Craig, 53, tried to do a bit of convincing himself. He typed up a five-page summary of what he has been working on the past three years. He included his name and cellphone number. He gave it to a Suttle staffer who promised to give it to a Stothert staffer. Craig hopes it reaches the as-yet-unnamed person in the Stothert administration who will take over his duties.
“If someone calls me for advice, that would be cool,” Craig says.
Craig hands me the five-page summary, and I find myself nodding my head as I read.
Community service projects to spruce up residential neighborhoods. An AmeriCorps-related project to retrain high school dropouts and unskilled workers. Food pantry drives.
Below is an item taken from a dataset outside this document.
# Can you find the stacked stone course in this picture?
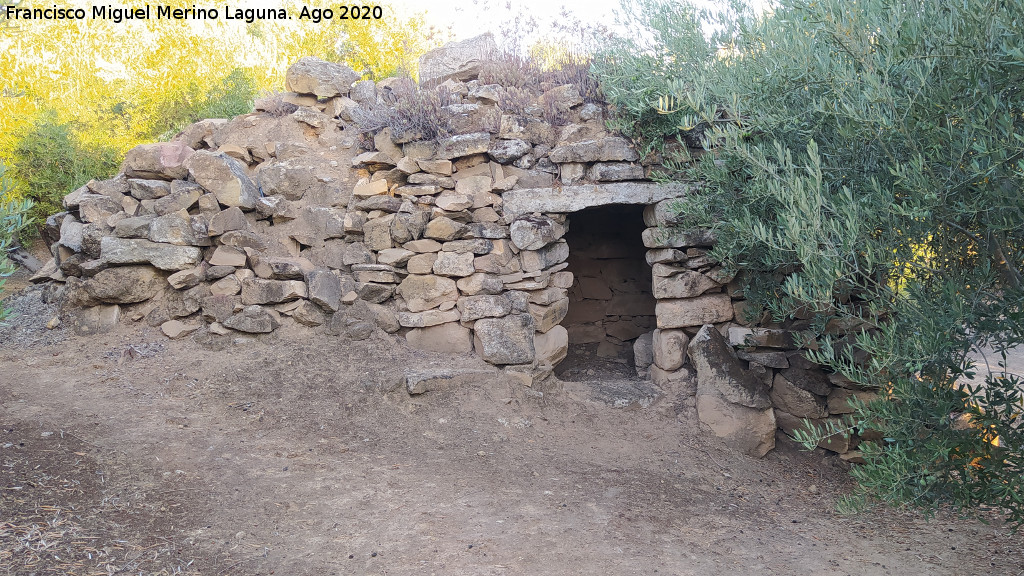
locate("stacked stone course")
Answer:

Flood cleanup along the Missouri River. And Craig's personal favorite: an idea he had to get Boy Scouts to clear snow off the driveways of older military veterans and young, wounded veterans.
Most of the accomplishments on the list have been led by community groups, neighborhood associations, nonprofits. They are the stars, Craig thinks. He envisions his role, government's role, as that of a good basketball point guard: seeing the whole floor, passing it to the open man, giving him a high-five after he dunks.
Most of the bullet points on this five-page summary are the type of things we once referred to as “good government” back before we all got so cynical that we decided there was no such thing.
Speaking of cynicism: There were undoubtedly double helpings of darkness in the offices occupied by Team Suttle following election night. That's only human.
But Craig Howell, more than most, seems to have sped past any post-election grief. He is known around the office as the constant optimist, the guy who will look for the rainbow when everybody else is complaining about the thunderstorm.
He will find a job soon, he tells me. He worked for AmeriCorps and other community groups before joining Suttle's staff. He will stay involved in community service in Omaha, even if he doesn't have as fancy a business card.
And yet he recently found himself going into the guest bedroom at his house, prying open that plastic tub and looking inside.
He read a thank-you note from a young volunteer. The volunteer was thanking Craig for the opportunity to help pick up trash along the Missouri River.
“Think about that,” Craig says.
And that made him think about a group of teenagers in the mayor's leadership class who visited a homeless shelter. They painted a mural. They met kids their own age who didn't have a home, or a closet or any clothes to put in that closet.
The teenagers went home and rifled through their own closets. Unprompted by the Mayor's Office, they went back to the homeless shelter the next week. They brought jeans, sneakers, sweaters.
And then Craig sat on the floor in his guest bedroom and thought about a call he once got on the day after a snowstorm. It was a Vietnam veteran asking him how much he owed the city. A young man had scooped his walk and disappeared.
That was a Boy Scout, Craig told him. And you don't owe us anything.
“I told him, 'You already paid.'”
There was a long pause. And then the Vietnam veteran told him that no one had ever thanked him before.
Craig sat on the floor of his guest bedroom, and he thought about that phone call, and you better believe that at that moment it didn't much matter whether he was a Democrat, a Republican or an independent.
He was an Omahan proud of the work he had done. He was an Omahan sad that this work had ended.